Thursday, October 3, 2013

Tupac and the Kibbutz Classroom

This Week’s Highlights:

Things I learned:
·      Who Tupac is. Because every time I put the slide up with Machiavelli, the kids shouted “Tupac!” Even the security guard asked about Tupac when he came in to take a student to in-school suspension. I’ve now listened to the song, and no, we are NOT playing it in class.
·      That pretty drawing on the desk in the front row is a marijuana leaf. Mr. B, the janitor, pointed it out to me while he was sweeping.
·      Students are weirdly much more fascinated by Teresa of Avila and the concept of role models than the Inquisition. Go figure.

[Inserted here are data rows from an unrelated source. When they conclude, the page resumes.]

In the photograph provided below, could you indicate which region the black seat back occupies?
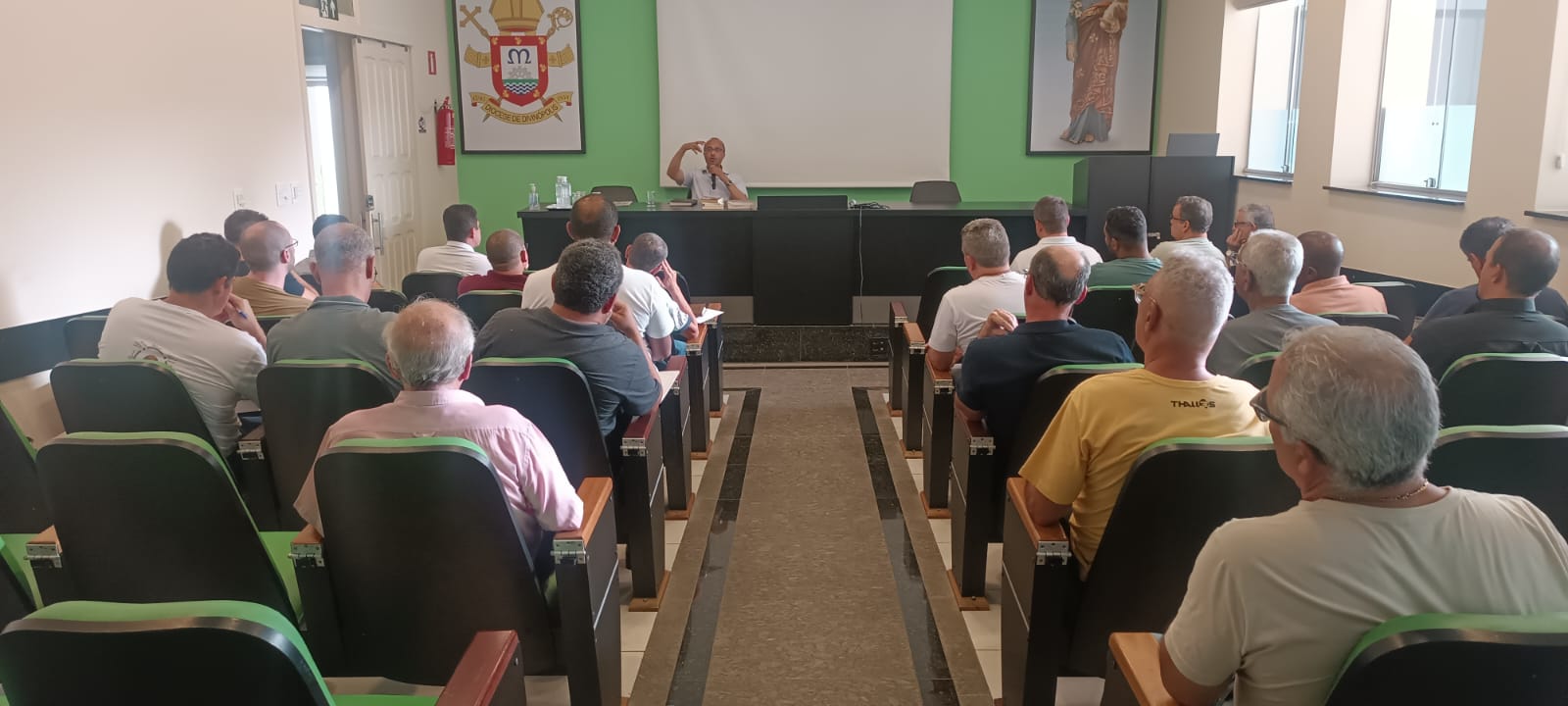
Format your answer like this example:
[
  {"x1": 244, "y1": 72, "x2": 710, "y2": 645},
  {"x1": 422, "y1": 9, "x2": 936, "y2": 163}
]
[
  {"x1": 463, "y1": 358, "x2": 610, "y2": 486},
  {"x1": 1069, "y1": 436, "x2": 1301, "y2": 677},
  {"x1": 1427, "y1": 424, "x2": 1568, "y2": 533},
  {"x1": 914, "y1": 267, "x2": 972, "y2": 339},
  {"x1": 403, "y1": 272, "x2": 463, "y2": 303},
  {"x1": 37, "y1": 431, "x2": 293, "y2": 615},
  {"x1": 1438, "y1": 353, "x2": 1568, "y2": 427},
  {"x1": 256, "y1": 359, "x2": 394, "y2": 529},
  {"x1": 458, "y1": 288, "x2": 522, "y2": 329},
  {"x1": 909, "y1": 180, "x2": 962, "y2": 204},
  {"x1": 316, "y1": 437, "x2": 560, "y2": 684}
]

The most memorable moments:

·      Rejuvenating Sunday brunch with friends who range in conversation from ethnic food to genetics.
·      The student who started out the semester in the back of the room, doing nothing but talking and being sent out, and after being moved to the front and various interventions, this week finished her third draft of an essay that actually made sense! She called me over to read it, and told me it’s the first real essay she’s ever written. Did I tear up? A little. But instead of crying I wrote her a note to take home and translate to her parents about how goshdarn awesome she’s been working.
·      The student who thought an appropriate response to a guy teasing her was to stand up, grab one of my whiteboard markers off the board, and chuck it as hard as she could at another student
·      When my last block was introduced to class points and magically hushed throughout the class period. MAGICAL!
·      The student who called me “racist” under her breath as I sent her out of the room
·      The student who dumped pencil shavings all over another student’s desk
·      The student who ate a piece of his test review in the back of the room
·      Four students who stayed after class three different days this week, one scoring triple his original score on a retest with me there to talk him through the questions. Gotta make that happen more.
·      Calling three parents of students who have had behavior issues to tell them how well their kids did in class that day—one parent said he’d never gotten a positive phone call from a teacher before.
·      The student who stayed during lunch to explain exactly what will help him learn the best.
·       It wasn’t in the classroom, but for my edu. Masters I got to write about the connection between Kohlberg’s levels
      of morality and student behavior—oh baby oh baby oh baby imagine a world where schools were run like kibbutzim, students responsible to a social contract and society they created! I ran wild with the paper and then demurely edited it down to hand in, but what joyous imaginings.  Next up: my attempt at the kibbutznik classroom.


Right now, this year is running a close tie with Norway for the best year of my life. It’s utterly, ridiculously different, but when it doesn't have me furrowing my brow, I'm exhilarated with it!